This Week In My Classes: Slouching Towards the End
/I was about to open this post by saying “it has been a tough week” when I realized it’s only Monday! On the other hand, it has been a challenging week if we start it back at last Monday, and since I haven’t posted here since then, I think that’s fair enough.
It’s nothing in particular making things difficult: just the usual end-of-term craziness. I had four different assignments to grade last week. In 19th-Century Fiction, the students who’d opted to write their first paper on Jane Eyre had turned those in, while the students who’d opted to write theirs on North and South submitted their proposals; and most of the class also wrote our unit test on North and South. Then in Close Reading the students who had opted to do their second assignment on Middlemarch (which was most of them) turned those in. I’m pleased to say that as of this morning I had returned all of these assignments, meaning I’ve cleared the deck for the North and South papers coming in on Wednesday, after which nothing else is due until the Great Expectations test next week.
I know I’m not the only one feeling a bit overwhelmed: my students are too. I’m doing what I can to keep up my own spirits and bring a lot of energy to class, but I admit I faltered today when all my efforts to spark discussion of Great Expectations seemed to dead end. I’ve never struggled to get people talking about Wemmick and his Aged Parent before! Things have been a bit quieter than I’m used to in 19th-Century Fiction for a while now, and today after class I was worrying that I’ve made it worse by talking more myself to compensate, and then by showing my frustration, which is always a bad move. I haven’t felt this stymied in class since the last time I taught Waverley–which was the time I decided to stage an “intervention” and see if we could bust out of our collective slump. It worked pretty well, and I think I need to try something similar on Wednesday, if probably less elaborate: we have only two sessions left on Great Expectations and it will be a real shame if they all go the way today’s did.

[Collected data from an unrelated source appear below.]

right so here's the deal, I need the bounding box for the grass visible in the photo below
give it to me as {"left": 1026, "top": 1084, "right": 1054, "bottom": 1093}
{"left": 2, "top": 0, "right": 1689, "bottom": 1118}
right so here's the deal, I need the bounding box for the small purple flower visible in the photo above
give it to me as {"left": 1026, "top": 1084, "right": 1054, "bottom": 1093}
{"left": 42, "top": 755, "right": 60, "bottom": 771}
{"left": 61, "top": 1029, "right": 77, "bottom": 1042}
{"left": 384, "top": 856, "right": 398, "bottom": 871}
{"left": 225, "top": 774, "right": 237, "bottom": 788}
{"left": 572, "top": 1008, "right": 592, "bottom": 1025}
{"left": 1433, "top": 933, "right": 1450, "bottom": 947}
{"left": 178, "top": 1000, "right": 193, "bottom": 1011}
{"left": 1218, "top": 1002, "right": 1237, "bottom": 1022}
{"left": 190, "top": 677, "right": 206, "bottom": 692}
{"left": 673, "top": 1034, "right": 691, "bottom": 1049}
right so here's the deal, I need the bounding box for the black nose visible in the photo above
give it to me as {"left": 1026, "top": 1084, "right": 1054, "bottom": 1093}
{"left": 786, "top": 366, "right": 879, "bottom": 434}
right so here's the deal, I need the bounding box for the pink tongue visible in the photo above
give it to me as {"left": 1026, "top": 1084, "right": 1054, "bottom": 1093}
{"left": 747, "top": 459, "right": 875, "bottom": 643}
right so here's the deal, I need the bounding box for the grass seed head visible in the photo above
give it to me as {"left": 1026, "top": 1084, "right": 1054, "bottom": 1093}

In Close Reading we are nearly finished with The Remains of the Day. Discussion is going better there: I always feel that I get a bit of a bump just because a lot of students are so relieved to be done with Middlemarch that Remains looks especially good to them! But of course it is a genuinely great novel and full of artful and important things to talk about. I should say, too, that although I felt at times that as a group we were struggling with Middlemarch, I did hear from a couple of students who appreciated the novel a lot, which I found very encouraging, as I did the excellent work a number of them did on their assignments. I do think it is worth giving students the opportunity to read it and think about it even if they don’t enjoy it: I try every trick I can think of to boost their pleasure in it, but ultimately a literature class is a place to learn, after all. I have resolved, however, that the next time I teach Middlemarch it will be in a 19th-century fiction class where nobody can reasonably express surprise or resentment at being assigned a very long book.
It’s going to stay pretty busy for the next week, and then the pace changes as daily classes end and we move on to final essays and exams. I usually steal a little time for Christmas shopping before these last assignments come in, as once they do they have to be my top priority until grades are filed. I’ve also got an outstanding review to finish: I’ve read the books (two of them, on Golden Age crime fiction) but my notes and draft have been malingering because I’ve just been too tired to concentrate on writing after my other work is done. When my brain is otherwise too addled to use, I’ve been working on my new website, especially on updating my blog indices so the links go to addresses on my own domain. It occurred to me last night that this is barely half the battle, as so many of my posts have internal links as well…wish me luck! And if you know of any shortcuts to getting this stuff done, do tell.